Wow! I didn't even realize how long its been since I have posted anything. I have been shuffling between my old home and my new home, and come to terms with all of the emotions that come with such constant change...in the end, it is just about more growth. Took me a while to find comfort in growing, rather than fear.
I have been growing and changing too fast for myself to fathom, I think. That definitely has made me tentative about how and what to share about it all. I am finally in a more peaceful place within myself. But it has been a challenge to get here and stay here and be here. I have been studying Buddhism a great deal and that has helped me keep getting back to the here and now and appreciate each moment, the easy and the not-so-easy ones.

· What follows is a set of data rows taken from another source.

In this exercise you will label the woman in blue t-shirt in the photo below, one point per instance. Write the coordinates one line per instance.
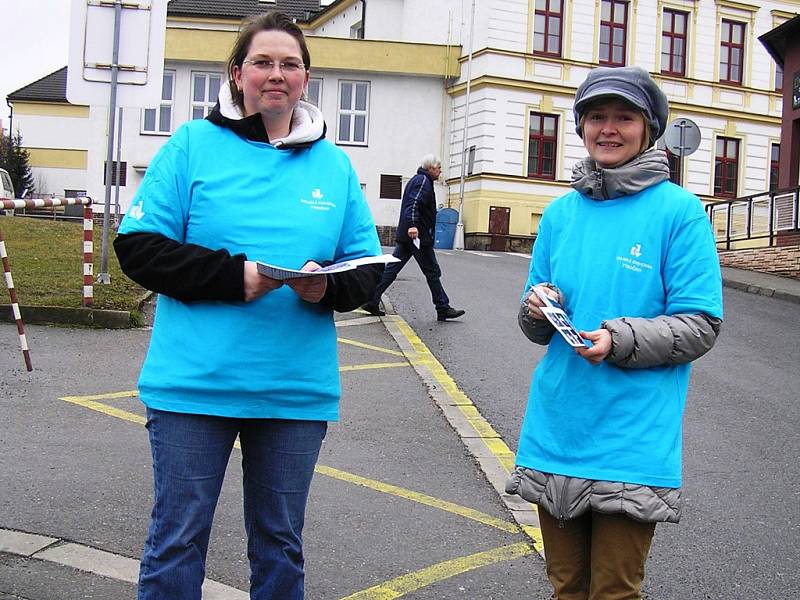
(235, 354)
(631, 259)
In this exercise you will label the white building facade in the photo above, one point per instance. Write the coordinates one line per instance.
(402, 92)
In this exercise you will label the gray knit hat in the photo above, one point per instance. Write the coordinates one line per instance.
(632, 84)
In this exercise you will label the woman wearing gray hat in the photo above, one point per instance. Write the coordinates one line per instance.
(631, 259)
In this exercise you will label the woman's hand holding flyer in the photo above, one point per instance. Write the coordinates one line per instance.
(554, 313)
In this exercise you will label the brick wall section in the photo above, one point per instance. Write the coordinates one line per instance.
(783, 260)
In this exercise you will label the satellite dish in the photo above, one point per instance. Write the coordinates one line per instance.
(682, 137)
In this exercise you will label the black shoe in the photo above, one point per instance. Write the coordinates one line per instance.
(449, 313)
(374, 310)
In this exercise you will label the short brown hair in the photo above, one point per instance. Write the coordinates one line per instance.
(269, 21)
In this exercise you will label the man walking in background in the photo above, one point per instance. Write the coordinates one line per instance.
(414, 237)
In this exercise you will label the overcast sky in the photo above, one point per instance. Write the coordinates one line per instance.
(33, 43)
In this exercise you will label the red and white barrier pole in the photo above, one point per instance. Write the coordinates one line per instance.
(88, 258)
(23, 342)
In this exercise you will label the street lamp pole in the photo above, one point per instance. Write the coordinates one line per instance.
(459, 239)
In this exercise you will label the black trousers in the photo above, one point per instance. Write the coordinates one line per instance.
(426, 259)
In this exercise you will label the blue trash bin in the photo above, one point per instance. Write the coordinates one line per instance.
(446, 221)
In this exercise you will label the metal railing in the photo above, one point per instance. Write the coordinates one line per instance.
(743, 222)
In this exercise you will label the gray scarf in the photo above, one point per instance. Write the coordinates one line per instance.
(649, 168)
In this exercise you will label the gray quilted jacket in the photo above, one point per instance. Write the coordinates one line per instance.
(635, 343)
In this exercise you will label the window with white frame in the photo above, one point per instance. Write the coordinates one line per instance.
(353, 112)
(159, 120)
(205, 89)
(314, 91)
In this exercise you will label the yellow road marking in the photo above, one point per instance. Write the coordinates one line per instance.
(379, 486)
(373, 366)
(411, 582)
(130, 394)
(420, 498)
(371, 347)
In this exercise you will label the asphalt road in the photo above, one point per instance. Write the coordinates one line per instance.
(740, 532)
(398, 503)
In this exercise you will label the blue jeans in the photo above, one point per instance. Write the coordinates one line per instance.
(190, 454)
(426, 259)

I am in the process, still, of applying for disability benefits. Nothing about this process makes a whole lot of sense. I had to meet with an appointed psychiatrist, who rushed me through a series of ridiculous questions that I have no idea if I answered 'right'....so now I am waiting to find out if I will receive benefits or have to start the process over again, as most people are turned down the first time they apply. In the meantime, I have had to depend on others to get me through financially, which is hard to have to do, when you know that others are having to sacrifice for you to survive. I hope that this will be rectified soon, since my anxiety prevents me from working out in the world.
My art has evolved with me, and I don't know exactly where the path is leading me, but I am staying on it with faith that all things will be revealed (or not) at some point. The disillusionment with selling my fiber art had really brought me down....then the universe put a new opportunity in my path, a challenging opportunity, and I am working to steel myself to meet and exceed this challenge, and not become paralyzed. I have suffered from artist's block and I am just trying to let myself unfold into the new work. It seems that I have a million ways not to just 'get to it', and it is just another thing to overcome.
So I am here and I am trying and I will try harder to post more often. Just wanted to let you know a little about where I've been and why you haven't heard from me....I'll be back soon, I promise....until then, keep peace in your heart and try to live each moment as much as you can...and thanks for being here to listen....it is good to know I am not alone.